As ações preferenciais da Petrobras (PETR4) encerraram a sessão desta terça-feira (15/09/2026) em alta de 3,09%, cotadas a R$ 50,43, em um pregão marcado por comportamento divergente entre as principais blue chips da B3, com recuo em Vale (VALE3) e dispersão nos papéis do setor bancário.
| Indicador | Valor |
|---|---|
| Petr4 | R$ 50,43 (+3,09%) |
| Vale3 | R$ 74,60 (-1,17%) |
| Itub4 | R$ 42,67 (+0,76%) |
| Bbdc4 | R$ 18,20 (-0,71%) |
| Bbas3 | R$ 22,04 (-0,36%) |
| Us Treasury 10Y | 4,68% |
| Us Treasury 2Y | 4,22% |
Desempenho de Petrobras e ajuste nas ações de commodities
O pregão da bolsa brasileira apresentou fluxo concentrado nos ativos de maior liquidez e peso relativo no índice. O principal destaque positivo da sessão coube às ações preferenciais da Petrobras (PETR4), que registraram valorização de 3,09%, finalizando o dia negociadas a R$ 50,43.
Em contrapartida, as ações ordinárias da Vale (VALE3) registraram trajetória oposta e fecharam em queda de 1,17%, cotadas a R$ 74,60. O movimento divergente entre os dois maiores pesos individuais do mercado acionário local equilibrou a dinâmica de formação de preços do índice geral durante a jornada.
- PETR4: fechamento a R$ 50,43 (+3,09%)
- VALE3: fechamento a R$ 74,60 (-1,17%)
Comportamento heterogêneo entre os grandes conglomerados financeiros
O setor financeiro, tradicional vetor de liquidez da B3, encerrou as negociações sem uma tendência unificada entre os principais bancos listados. Entre os papéis privados, o Itaú Unibanco (ITUB4) avançou 0,76%, alcançando a cotação de R$ 42,67 ao final do dia.

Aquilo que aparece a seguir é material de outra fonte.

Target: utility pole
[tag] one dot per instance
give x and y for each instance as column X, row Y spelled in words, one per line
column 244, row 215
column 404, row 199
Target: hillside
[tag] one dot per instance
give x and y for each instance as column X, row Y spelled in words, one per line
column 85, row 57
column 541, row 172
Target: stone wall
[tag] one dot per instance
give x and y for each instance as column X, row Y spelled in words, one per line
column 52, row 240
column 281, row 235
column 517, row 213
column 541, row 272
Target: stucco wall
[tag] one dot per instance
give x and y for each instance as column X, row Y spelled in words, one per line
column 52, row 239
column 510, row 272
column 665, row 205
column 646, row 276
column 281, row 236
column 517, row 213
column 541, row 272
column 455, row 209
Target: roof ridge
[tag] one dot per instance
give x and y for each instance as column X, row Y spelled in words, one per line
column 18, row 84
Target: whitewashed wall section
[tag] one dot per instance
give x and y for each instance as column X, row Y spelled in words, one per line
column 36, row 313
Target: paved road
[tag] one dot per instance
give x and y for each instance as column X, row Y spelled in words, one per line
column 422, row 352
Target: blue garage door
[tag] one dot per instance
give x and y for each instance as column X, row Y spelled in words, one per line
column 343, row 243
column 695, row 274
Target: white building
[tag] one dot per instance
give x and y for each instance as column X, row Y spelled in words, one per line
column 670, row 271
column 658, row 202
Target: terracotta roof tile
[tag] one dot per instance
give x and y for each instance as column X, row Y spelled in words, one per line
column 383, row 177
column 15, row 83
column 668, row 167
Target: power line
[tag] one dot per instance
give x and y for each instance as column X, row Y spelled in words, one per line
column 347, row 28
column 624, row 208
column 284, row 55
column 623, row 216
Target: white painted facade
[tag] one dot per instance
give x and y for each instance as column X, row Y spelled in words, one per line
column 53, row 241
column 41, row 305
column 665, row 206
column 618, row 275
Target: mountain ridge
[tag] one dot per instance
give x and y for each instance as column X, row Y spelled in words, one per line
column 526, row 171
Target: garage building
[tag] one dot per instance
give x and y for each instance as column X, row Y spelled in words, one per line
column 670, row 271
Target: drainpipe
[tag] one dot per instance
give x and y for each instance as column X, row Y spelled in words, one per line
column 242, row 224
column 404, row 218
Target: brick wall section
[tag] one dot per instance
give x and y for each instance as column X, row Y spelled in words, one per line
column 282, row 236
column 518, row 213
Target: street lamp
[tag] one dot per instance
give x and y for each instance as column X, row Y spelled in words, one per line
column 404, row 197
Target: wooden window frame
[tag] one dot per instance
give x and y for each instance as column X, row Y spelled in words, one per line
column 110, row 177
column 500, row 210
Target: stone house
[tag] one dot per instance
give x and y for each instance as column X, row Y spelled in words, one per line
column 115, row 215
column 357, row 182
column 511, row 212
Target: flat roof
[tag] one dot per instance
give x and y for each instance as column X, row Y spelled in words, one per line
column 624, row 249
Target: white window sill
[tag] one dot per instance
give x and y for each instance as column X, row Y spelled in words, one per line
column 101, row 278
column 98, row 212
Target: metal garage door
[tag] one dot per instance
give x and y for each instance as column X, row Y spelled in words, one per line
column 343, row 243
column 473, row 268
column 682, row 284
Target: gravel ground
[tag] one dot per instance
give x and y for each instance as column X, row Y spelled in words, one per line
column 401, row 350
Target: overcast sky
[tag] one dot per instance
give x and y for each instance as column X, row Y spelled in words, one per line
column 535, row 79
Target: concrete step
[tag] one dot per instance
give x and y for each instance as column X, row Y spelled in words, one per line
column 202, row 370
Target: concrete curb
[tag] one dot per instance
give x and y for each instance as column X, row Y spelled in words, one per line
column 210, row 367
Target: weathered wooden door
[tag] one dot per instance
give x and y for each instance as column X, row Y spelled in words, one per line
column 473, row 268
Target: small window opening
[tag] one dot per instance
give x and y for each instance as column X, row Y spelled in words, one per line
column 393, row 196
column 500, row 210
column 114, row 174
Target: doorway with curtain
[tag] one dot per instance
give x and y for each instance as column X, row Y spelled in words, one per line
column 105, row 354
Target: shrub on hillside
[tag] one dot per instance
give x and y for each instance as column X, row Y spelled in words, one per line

Na ponta vendedora do segmento, o Bradesco (BBDC4) recuou 0,71%, cotado a R$ 18,20, enquanto o Banco do Brasil (BBAS3) encerrou com desvalorização de 0,36%, a R$ 22,04 por ação. Essa divergência de retornos refletiu o ajuste pontual de posições institucionais ao longo das mesas de operações durante a sessão.
- ITUB4: encerramento a R$ 42,67 (+0,76%)
- BBDC4: encerramento a R$ 18,20 (-0,71%)
- BBAS3: encerramento a R$ 22,04 (-0,36%)
Quadro macroeconômico externo e rendimento dos títulos soberanos
No ambiente internacional, o monitoramento das taxas de rendimento da dívida soberana dos Estados Unidos acompanhou o posicionamento dos investidores globais. O rendimento da Treasury de 10 anos operou em 4,68%, enquanto a taxa do título de 2 anos foi registrada em 4,22%.
A dinâmica dos juros internacionais e a precificação de prêmios de risco continuam compondo o pano de fundo analítico observado pelos participantes do mercado acionário doméstico para as próximas aberturas.